The drugstore chain said Thursday that it will add SmileDirectClub locations to hundreds of its stores, where customers can get started on getting their teeth straightened without an in-person visit with a dentist or orthodontist. That lack of an office visit has drawn criticism from orthodontists.
On Long Island, two SmileDirectClub locations will open in CVS stores — in Bay Shore and Seaford — May 2, said Carrie Moore, spokeswoman for Nashville-based SmileDirectClub. Aside from those inside local CVS stores, there are SmileDirectClub locations in Hauppauge, Uniondale and Bohemia.
“Today, SmileDirectClub SmileShops are open in 13 CVS Pharmacy locations in eight states and we will continue to expand to hundreds more throughout 2019 and beyond,” said CVS Health spokesman Joe Goode, who said the drugstore chain began piloting the shops in February.

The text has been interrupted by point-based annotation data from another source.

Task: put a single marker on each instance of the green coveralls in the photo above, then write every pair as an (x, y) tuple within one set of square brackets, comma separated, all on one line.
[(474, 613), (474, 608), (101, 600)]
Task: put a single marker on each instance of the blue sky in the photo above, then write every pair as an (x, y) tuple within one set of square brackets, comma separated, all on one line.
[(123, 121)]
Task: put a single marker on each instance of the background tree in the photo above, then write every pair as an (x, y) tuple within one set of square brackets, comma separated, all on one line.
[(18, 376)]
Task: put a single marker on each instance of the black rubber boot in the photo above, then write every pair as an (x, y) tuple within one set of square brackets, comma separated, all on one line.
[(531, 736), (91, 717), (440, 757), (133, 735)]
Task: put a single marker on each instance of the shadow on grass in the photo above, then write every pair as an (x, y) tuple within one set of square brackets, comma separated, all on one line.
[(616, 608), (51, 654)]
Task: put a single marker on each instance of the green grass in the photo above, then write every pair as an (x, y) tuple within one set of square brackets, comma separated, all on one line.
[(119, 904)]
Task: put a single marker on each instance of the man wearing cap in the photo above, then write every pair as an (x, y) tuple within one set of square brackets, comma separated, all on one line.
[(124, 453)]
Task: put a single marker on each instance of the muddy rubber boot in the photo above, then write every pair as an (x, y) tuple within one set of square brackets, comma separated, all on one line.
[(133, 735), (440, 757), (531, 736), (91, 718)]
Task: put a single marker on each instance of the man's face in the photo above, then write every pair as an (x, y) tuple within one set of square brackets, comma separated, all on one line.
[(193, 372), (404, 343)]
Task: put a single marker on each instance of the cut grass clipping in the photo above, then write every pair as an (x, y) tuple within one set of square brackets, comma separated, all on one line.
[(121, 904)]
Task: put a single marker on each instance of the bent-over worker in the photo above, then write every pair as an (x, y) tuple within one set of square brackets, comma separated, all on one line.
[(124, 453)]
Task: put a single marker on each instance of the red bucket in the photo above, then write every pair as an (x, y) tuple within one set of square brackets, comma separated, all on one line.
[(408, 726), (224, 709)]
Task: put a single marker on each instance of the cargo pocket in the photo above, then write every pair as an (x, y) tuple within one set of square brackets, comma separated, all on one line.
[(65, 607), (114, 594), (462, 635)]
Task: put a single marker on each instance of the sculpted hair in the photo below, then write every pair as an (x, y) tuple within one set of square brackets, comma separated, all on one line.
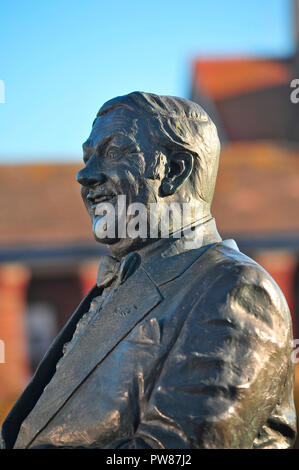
[(178, 124)]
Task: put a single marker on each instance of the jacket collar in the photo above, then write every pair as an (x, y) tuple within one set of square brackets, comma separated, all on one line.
[(128, 306)]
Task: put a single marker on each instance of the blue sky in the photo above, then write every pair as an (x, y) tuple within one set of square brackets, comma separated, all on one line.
[(60, 60)]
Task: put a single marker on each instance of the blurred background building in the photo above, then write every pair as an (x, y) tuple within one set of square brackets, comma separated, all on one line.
[(48, 258)]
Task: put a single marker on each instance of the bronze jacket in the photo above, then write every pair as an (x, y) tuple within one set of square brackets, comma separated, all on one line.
[(192, 351)]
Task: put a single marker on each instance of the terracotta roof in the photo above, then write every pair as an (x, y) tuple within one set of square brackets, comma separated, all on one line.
[(42, 204), (257, 189), (257, 192), (228, 77)]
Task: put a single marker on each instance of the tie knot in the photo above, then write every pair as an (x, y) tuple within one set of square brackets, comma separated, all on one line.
[(111, 269)]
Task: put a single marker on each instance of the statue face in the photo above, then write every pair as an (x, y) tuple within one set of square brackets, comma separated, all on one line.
[(115, 156)]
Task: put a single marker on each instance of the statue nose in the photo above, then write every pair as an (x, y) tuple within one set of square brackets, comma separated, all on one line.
[(89, 178)]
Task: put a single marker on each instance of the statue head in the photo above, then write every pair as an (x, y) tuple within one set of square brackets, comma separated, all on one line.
[(148, 151)]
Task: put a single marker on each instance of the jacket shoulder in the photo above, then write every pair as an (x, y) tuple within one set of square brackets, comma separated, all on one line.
[(234, 278)]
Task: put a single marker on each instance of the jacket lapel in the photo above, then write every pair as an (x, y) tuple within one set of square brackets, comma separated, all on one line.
[(129, 304)]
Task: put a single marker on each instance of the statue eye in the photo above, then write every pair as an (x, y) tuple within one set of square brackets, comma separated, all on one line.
[(112, 153)]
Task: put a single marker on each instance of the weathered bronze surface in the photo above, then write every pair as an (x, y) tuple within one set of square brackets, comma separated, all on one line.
[(176, 346)]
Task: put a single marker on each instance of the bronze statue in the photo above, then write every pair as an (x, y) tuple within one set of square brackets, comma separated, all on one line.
[(184, 342)]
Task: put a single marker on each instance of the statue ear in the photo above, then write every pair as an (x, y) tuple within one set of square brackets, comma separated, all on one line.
[(180, 166)]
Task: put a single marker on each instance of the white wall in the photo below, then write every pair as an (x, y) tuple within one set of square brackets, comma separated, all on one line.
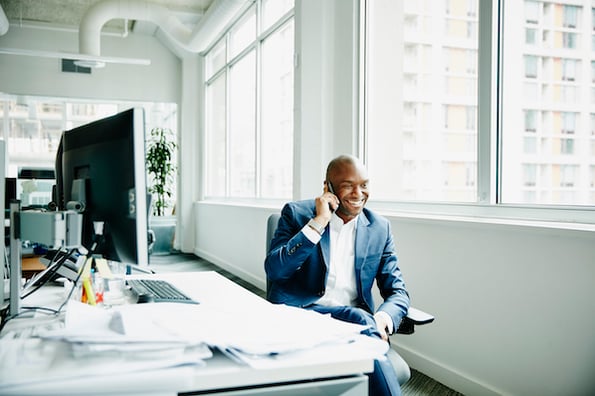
[(27, 75)]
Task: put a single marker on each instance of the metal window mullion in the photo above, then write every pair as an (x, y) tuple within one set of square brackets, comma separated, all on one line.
[(258, 106), (227, 121), (487, 104)]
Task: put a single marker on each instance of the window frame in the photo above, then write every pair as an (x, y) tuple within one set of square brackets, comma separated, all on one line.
[(225, 71)]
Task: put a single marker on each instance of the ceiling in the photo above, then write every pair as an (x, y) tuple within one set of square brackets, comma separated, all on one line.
[(68, 13)]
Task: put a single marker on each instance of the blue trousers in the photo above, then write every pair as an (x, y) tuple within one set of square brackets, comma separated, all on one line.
[(383, 380)]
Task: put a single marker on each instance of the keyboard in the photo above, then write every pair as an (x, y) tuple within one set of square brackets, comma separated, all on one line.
[(156, 290)]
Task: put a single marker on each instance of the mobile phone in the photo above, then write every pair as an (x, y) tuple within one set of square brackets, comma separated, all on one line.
[(332, 191), (330, 188)]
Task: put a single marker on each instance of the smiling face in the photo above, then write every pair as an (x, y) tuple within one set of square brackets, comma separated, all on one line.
[(349, 180)]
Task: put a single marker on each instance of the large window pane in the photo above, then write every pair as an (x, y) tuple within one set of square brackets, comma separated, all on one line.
[(547, 133), (243, 33), (251, 156), (421, 105), (277, 113), (215, 59), (216, 138), (273, 10), (242, 127)]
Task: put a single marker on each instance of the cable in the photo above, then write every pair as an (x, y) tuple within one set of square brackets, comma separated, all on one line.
[(58, 263), (53, 269)]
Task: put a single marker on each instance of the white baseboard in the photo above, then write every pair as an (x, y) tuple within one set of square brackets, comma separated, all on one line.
[(444, 374)]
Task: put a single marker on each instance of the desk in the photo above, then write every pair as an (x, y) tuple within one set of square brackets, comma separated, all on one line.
[(319, 370)]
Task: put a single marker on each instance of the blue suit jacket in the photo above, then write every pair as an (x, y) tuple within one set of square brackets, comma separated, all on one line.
[(297, 269)]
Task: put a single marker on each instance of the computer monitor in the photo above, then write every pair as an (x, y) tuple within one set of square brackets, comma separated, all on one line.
[(100, 170)]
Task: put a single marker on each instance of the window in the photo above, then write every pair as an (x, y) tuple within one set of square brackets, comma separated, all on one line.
[(249, 105), (535, 151), (531, 66)]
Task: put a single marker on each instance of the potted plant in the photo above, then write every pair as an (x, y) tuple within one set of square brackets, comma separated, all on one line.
[(161, 172)]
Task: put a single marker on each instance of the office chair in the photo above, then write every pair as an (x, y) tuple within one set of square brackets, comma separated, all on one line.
[(414, 316)]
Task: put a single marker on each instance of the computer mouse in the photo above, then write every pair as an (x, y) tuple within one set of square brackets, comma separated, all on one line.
[(144, 298)]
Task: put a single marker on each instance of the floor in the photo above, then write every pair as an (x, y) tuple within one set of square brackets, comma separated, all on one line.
[(419, 384)]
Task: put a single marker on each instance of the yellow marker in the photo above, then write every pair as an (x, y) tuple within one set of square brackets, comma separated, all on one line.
[(89, 291)]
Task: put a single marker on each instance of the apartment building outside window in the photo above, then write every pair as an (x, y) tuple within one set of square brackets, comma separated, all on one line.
[(249, 105), (543, 146)]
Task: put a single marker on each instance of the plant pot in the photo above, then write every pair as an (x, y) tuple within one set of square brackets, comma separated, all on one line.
[(164, 230)]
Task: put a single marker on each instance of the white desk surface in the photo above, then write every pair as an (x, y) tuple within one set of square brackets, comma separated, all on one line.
[(213, 291)]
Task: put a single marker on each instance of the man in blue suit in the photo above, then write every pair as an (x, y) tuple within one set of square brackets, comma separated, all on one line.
[(326, 254)]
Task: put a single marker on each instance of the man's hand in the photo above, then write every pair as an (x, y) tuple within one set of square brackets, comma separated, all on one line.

CVS Health, which is based in Woonsocket, Rhode Island, and other drugstores have been pushing in recent years to add more services to their store locations, in part to help their customers stay healthy. But they're also trying to attract customers in to buy more profitable beauty products and to stave off competition from online retailers including Amazon, which provides same-day delivery for many of the products that drugstores sell outside their pharmacies.
Under the CVS plan, customers get a 3D image of their mouth made by a SmileDirect employee at one of the drugstore locations. The image is sent to a dentist or orthodontist who approves the patient's treatment plan. Patients are shipped clear, removable aligners designed to straighten their teeth.
They check in remotely with a dentist or orthodontist, often by smartphone. The service costs $1,850 before insurance.
The American Association of Orthodontists has criticized the service, warning that in-person visits are important in this type of care. Dentists can spot gum disease during these visits and X-rays can detect bone loss not seen in a photo, the group's lawyer Sean Murphy said.
"Our concern is patient health and safety," Murphy said.
CVS Pharmacy president Kevin Hourican said he has no concerns about safety with SmileDirect, which he said provides a "high quality" product and limits care to patients who don't have complex dental needs.
SmileDirect, which started in 2014, has served more than half a million people, Moore said. She said in an email that it is common for "traditional industry representatives to balk" when a new business model gains acceptance.
CVS Health also will add SmileDirect service as a covered option in the dental care network of its recently acquired Aetna health insurance business. Another insurer, UnitedHealthcare, announced a similar coverage expansion Thursday.
The SmileDirect locations will appear in only a small percentage of CVS Health's 9,800 retail locations nationally. But company officials say they may eventually expand to more than a thousand locations. The company started testing the approach in a few stores last fall.
CVS Health found in its pilot that the SmileDirect locations attracted younger, new customers.
"People want to improve their smile, and they feel better about themselves," Hourican said.